Kohle erSetzen!

Eine niedrigschwellige Aktion zivilen Ungehorsams für Klimagerechtigkeit

Die Kampagne Kohle erSetzen! wurde von JunepA (Junges Netzwerk für politische Aktionen) und Einzelpersonen initiiert. JunepA existiert seit 2013 und organisiert seither Aktionen des zivilen Ungehorsams in Deutschland. Themenschwerpunkte sind Klimagerechtigkeit, Antimilitarisierung, Atomkraft- und Kapitalismuskritik.

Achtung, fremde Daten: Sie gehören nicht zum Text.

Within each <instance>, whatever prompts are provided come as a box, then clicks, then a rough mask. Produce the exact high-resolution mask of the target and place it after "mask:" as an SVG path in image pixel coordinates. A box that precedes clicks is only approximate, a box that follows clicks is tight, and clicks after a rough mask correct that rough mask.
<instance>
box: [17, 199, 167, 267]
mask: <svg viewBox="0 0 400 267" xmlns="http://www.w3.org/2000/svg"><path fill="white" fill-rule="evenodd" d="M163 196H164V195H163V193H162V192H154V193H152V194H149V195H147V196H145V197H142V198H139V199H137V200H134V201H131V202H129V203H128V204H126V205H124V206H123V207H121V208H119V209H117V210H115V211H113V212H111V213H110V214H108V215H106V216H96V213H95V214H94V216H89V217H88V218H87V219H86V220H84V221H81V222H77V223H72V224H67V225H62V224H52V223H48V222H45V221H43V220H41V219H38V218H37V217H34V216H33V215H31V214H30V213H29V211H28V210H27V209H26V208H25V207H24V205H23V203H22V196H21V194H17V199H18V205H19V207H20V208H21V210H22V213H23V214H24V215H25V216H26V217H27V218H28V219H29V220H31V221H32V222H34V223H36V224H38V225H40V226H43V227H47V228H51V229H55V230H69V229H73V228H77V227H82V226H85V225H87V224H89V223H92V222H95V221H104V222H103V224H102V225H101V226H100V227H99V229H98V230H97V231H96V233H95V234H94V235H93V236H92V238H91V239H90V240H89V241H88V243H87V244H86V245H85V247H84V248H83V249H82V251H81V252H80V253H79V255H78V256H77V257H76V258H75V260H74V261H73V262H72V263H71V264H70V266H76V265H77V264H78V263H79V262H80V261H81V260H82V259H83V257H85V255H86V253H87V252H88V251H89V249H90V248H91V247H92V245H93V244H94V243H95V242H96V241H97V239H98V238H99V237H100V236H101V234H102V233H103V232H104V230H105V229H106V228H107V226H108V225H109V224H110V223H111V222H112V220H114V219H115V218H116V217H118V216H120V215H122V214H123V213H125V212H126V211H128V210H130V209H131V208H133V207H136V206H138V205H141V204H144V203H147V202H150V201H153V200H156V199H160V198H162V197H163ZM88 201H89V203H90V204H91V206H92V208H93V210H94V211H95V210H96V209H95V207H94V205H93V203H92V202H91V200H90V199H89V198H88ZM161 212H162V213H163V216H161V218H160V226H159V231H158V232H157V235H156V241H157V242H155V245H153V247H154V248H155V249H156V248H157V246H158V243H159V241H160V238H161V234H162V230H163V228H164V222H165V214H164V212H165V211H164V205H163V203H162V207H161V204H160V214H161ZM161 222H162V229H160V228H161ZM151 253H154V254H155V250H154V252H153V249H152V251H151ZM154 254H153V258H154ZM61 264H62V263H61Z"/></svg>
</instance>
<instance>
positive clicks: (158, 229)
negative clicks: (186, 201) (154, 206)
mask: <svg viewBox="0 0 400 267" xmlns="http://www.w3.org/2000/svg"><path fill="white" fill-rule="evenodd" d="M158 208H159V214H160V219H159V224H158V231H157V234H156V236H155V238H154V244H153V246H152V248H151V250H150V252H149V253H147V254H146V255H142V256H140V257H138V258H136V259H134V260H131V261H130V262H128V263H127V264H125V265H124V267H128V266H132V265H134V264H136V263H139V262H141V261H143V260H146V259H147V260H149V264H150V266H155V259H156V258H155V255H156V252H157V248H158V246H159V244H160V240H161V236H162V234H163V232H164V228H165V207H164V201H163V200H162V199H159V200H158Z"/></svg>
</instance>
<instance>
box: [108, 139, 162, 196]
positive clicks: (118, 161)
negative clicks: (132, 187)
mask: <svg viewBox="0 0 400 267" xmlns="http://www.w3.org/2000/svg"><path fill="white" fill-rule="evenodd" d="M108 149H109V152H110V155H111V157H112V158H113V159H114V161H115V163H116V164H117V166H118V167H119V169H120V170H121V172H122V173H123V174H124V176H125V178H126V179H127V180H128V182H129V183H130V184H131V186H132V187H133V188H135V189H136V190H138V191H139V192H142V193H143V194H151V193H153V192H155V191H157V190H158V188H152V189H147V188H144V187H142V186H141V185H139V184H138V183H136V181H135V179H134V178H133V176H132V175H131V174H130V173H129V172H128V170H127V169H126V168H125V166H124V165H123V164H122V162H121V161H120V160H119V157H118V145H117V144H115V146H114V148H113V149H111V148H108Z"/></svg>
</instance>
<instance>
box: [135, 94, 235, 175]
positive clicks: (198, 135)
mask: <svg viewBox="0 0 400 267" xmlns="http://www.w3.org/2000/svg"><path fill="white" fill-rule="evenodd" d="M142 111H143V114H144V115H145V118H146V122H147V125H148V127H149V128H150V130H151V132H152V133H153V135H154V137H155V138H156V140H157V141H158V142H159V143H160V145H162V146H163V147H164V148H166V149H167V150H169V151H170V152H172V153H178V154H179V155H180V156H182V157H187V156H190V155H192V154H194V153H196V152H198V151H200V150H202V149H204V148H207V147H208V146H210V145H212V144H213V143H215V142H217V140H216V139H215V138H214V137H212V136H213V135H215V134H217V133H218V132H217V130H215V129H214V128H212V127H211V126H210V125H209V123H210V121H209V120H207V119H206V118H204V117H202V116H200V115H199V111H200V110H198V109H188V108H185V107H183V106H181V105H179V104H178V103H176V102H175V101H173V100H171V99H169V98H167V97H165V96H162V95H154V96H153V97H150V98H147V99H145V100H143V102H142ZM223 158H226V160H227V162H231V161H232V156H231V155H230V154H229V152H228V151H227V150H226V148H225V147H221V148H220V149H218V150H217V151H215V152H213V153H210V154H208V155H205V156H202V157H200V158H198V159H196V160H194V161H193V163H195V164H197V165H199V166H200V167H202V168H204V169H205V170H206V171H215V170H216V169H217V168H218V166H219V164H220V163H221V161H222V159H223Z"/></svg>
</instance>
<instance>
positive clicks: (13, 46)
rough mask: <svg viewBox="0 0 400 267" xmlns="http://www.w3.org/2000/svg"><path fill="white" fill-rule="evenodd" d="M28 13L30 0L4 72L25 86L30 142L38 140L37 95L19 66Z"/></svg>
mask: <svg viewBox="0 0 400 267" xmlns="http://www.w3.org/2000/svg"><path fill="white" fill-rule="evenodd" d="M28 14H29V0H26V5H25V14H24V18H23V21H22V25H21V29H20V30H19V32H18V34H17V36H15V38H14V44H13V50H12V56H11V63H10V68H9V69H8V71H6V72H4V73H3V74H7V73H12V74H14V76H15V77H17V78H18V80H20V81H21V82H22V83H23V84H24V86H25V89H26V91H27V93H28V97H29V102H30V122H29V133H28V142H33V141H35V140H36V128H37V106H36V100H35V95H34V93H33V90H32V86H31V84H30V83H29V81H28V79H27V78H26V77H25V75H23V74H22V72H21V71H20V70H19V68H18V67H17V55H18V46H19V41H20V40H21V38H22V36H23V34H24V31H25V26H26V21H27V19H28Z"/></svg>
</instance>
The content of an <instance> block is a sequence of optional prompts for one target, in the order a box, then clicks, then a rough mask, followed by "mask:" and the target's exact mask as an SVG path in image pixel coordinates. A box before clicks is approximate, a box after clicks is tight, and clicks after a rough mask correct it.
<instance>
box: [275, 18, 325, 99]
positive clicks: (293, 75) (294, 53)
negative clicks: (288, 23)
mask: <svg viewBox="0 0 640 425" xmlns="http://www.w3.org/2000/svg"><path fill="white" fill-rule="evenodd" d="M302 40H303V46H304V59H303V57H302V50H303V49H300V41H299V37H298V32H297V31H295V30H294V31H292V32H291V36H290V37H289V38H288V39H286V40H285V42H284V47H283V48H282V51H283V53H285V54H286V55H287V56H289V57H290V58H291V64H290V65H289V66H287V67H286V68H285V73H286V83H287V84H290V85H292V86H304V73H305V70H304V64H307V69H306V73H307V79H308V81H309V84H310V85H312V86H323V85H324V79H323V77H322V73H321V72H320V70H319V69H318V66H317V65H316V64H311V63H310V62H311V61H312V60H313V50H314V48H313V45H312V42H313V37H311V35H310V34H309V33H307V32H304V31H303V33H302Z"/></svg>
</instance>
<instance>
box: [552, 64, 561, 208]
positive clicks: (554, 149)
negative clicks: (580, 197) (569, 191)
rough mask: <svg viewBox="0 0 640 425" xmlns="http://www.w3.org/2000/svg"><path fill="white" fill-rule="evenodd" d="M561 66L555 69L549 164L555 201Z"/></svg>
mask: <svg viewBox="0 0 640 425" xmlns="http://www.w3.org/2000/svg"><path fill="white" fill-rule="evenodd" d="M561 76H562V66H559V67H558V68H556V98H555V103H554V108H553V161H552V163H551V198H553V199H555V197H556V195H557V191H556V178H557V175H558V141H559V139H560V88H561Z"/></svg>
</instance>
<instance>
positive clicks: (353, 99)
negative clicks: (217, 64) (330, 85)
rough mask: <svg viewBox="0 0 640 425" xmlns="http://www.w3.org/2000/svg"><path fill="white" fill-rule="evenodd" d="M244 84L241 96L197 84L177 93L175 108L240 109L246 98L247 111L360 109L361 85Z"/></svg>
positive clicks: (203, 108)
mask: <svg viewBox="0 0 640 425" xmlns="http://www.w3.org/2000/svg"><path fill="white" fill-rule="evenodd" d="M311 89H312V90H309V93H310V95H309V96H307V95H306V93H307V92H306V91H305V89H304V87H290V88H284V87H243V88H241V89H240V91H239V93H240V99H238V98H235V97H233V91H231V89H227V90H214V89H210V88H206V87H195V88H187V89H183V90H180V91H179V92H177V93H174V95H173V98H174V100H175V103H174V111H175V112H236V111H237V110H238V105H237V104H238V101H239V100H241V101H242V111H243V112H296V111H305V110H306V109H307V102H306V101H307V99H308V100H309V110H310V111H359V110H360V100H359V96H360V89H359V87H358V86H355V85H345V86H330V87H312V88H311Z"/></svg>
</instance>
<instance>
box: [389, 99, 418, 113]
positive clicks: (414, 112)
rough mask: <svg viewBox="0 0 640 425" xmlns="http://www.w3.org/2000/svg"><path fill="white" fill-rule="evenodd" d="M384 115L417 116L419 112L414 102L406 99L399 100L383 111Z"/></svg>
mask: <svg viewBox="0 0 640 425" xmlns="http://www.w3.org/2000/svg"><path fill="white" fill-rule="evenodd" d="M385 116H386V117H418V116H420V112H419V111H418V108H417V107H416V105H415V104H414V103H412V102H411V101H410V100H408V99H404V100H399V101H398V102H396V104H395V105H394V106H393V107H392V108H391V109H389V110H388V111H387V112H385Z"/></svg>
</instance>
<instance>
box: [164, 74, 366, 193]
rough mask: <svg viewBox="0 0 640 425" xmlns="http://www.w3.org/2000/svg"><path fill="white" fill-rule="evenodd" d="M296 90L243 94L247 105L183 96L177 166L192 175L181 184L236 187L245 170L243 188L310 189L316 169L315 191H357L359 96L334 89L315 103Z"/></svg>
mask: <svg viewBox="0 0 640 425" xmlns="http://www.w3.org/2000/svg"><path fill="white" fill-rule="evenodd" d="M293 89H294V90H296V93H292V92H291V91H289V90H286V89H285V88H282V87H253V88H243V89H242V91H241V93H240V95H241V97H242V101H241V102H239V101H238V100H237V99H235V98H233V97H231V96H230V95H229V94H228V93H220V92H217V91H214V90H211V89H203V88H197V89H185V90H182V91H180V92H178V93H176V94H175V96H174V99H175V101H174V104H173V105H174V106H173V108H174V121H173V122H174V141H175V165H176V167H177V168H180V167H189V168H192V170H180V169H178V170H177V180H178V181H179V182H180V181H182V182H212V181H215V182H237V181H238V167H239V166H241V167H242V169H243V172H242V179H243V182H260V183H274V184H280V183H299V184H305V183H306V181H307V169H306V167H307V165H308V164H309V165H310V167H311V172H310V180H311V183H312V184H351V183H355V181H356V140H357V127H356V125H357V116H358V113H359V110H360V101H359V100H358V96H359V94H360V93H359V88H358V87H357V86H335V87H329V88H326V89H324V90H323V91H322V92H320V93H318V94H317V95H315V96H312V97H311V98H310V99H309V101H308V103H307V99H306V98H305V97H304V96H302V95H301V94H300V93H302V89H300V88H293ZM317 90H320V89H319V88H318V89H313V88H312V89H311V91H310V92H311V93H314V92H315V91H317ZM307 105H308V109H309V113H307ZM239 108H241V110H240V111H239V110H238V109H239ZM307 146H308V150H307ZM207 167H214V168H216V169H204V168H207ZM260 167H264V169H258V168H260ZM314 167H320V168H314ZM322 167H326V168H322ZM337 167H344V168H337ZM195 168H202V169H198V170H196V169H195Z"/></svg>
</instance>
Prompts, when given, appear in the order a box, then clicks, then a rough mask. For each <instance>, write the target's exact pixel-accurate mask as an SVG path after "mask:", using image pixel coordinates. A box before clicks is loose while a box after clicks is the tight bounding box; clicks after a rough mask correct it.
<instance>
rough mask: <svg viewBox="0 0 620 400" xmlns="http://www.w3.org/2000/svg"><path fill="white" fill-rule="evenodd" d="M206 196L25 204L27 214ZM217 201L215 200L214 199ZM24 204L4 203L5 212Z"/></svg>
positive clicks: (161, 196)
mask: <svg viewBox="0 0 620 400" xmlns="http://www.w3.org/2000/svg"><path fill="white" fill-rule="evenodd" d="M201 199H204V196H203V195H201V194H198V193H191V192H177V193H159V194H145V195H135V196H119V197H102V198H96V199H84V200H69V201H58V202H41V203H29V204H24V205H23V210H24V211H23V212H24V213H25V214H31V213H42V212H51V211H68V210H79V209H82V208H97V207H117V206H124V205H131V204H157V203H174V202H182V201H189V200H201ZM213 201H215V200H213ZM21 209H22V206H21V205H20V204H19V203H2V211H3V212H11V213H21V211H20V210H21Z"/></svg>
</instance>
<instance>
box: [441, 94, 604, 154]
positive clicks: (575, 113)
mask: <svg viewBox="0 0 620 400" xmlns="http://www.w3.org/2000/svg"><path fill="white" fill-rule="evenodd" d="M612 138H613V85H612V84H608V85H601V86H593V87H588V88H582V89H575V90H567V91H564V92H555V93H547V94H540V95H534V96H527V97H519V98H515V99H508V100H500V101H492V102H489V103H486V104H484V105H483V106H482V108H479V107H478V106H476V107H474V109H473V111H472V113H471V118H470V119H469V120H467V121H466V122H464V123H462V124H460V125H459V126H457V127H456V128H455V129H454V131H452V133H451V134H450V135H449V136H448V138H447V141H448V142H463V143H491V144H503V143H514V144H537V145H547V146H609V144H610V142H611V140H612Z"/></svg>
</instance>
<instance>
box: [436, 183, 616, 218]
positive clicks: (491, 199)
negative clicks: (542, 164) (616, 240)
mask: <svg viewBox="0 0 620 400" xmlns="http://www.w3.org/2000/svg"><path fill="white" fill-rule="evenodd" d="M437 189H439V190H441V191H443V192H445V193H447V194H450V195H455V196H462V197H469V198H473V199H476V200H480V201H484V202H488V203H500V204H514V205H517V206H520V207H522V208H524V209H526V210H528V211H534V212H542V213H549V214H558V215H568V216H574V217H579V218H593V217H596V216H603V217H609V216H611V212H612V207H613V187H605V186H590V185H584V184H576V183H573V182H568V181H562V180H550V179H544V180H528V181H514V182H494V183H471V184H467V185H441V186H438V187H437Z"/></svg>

Kohle erSetzen! stellt sich gegen den Abbau und die Verstromung von Braunkohle. Ihre erste Aktion in Form einer Sitzblockade fand 2017 statt. Dabei blockierten sie Zufahrtsstraßen des Kraftwerks Neurath im Rheinischen Braunkohlerevier. Weitere Aktionen fanden 2018 im Leipziger Land sowie 2019 und 2020 wieder im Rheinland statt.

Das Interview wurde vor der Aktion 2019 auf dem Klimacamp Rheinland geführt.


Was ist Kohle erSetzen!?

Wir sind ein Aktionsbündnis. Wir planen Aktionen des zivilen Ungehorsams. Unser Charakteristikum ist, dass die Aktionen niedrigschwellig sind. So können Menschen, die noch keine Erfahrung haben, genauso in Aktion gehen wie Blockadeprofis, die schon in unzählig vielen Aktionen dabei waren. Uns ist wichtig, dass wir eine buntes Aktionsbild haben. Deswegen probieren wir kreative Protestformen aus. Das klassische Bild von Kohle erSetzen! ist die Sitzblockade. Mittlerweile gibt es in der Gruppe aber auch Stimmen die sagen: „Sitzblockaden reichen nicht mehr und wir müssen radikaler werden, damit es sich nicht so einspielt und jedes Jahr business as usual ist.“ Deswegen werden sich unsere Aktionsformen wahrscheinlich in Zukunft verändern.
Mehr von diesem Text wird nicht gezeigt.